Regulus Black | POV
I still remember the day the Dark Lord asked for an elf to assist him on a task.
I volunteered Kreacher without hesitation.
At the time, it felt like devotion. Duty. Proof of loyalty.
I told myself it was an honor.
That decision unmade me.
I had believed, truly believed, that following the Dark Lord would bring salvation. That the pure-bloods, trampled and diluted, mocked and restrained, would finally reclaim what was rightfully ours. Our customs. Our rituals. Our way of life. I believed we were fighting a necessary war, a revolution that would sweep away decay. And revolutions, I told myself, demanded sacrifice. Pain was the price of change.
Then I saw Kreacher.
Not a symbol. Not a tool. Not a disposable creature.
Just Kreacher. Broken. Crumpled. Writhing.
My unlikely friend.
In that moment, my beliefs did not crack. They dissolved.
The raids I had participated in, the violence I had justified as "necessary," the screams I had learned to ignore, all of it suddenly felt hollow. Meaningless. Not grim necessities of war, but acts of cruelty performed because cruelty had become easy.

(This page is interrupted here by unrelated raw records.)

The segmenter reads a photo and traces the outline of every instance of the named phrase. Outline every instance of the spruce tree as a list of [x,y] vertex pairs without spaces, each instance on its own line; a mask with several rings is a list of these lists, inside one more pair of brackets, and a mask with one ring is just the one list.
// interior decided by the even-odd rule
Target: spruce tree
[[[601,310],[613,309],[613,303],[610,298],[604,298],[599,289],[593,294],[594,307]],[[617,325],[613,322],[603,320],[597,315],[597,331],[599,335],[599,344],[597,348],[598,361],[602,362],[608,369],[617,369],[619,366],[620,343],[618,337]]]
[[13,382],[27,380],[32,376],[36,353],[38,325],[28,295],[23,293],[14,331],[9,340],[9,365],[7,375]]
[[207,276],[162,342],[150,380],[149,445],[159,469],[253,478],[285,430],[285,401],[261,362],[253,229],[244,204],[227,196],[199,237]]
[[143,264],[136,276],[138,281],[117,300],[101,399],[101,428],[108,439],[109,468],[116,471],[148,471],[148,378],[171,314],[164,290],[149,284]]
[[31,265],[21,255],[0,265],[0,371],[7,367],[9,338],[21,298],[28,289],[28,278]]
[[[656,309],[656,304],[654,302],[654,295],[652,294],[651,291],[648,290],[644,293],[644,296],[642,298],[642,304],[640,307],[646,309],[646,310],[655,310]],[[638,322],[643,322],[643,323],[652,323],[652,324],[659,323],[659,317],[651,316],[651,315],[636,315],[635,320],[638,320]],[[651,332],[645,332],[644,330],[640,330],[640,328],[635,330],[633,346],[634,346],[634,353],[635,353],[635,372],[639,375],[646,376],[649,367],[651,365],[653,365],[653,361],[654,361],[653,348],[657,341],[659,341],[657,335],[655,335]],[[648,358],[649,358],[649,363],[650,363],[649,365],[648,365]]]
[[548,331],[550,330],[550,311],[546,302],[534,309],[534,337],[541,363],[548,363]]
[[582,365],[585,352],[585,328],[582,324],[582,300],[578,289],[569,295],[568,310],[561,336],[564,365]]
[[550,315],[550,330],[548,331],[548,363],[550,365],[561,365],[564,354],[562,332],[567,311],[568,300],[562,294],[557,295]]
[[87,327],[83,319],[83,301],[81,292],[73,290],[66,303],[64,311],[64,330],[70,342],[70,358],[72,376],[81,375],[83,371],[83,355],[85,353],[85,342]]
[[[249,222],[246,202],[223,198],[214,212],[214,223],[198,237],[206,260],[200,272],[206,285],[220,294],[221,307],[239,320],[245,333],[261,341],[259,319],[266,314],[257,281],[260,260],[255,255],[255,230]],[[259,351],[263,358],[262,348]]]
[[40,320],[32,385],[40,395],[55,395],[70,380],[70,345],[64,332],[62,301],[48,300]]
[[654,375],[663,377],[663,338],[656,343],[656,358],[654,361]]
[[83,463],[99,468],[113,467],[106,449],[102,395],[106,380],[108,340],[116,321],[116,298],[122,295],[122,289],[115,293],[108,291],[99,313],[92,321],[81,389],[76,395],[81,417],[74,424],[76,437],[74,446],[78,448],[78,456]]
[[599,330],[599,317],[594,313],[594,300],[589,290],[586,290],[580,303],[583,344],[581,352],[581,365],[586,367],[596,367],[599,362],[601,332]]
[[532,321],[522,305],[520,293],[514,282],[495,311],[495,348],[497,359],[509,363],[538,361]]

Habitual. Almost indulgent.
I had steeled my heart before. Told myself this was how the world was remade. But standing there, watching what blind loyalty had done to someone who trusted me, I could no longer lie to myself.
Why did we support the Dark Lord?
We claimed it was to protect our customs, our beliefs, our rituals. To ensure we would never have to hide from Muggles again. To restore order, dignity, supremacy.
But was that truly what we were doing?
Or were we merely vandalizing the world in our own image? Spreading fear because it thrilled us? Breaking things because power demanded proof of itself?
Yes, the Ministry is rotten. Stagnant. Corrupt.
That much is undeniable.
But as the thought took root, another followed, colder and far more damning.
Is that not a mirror of us?
Is our society any less stagnant? Any less corrupt? Cloaked in tradition, drowning in old blood and older grudges, mistaking decay for heritage and cruelty for strength.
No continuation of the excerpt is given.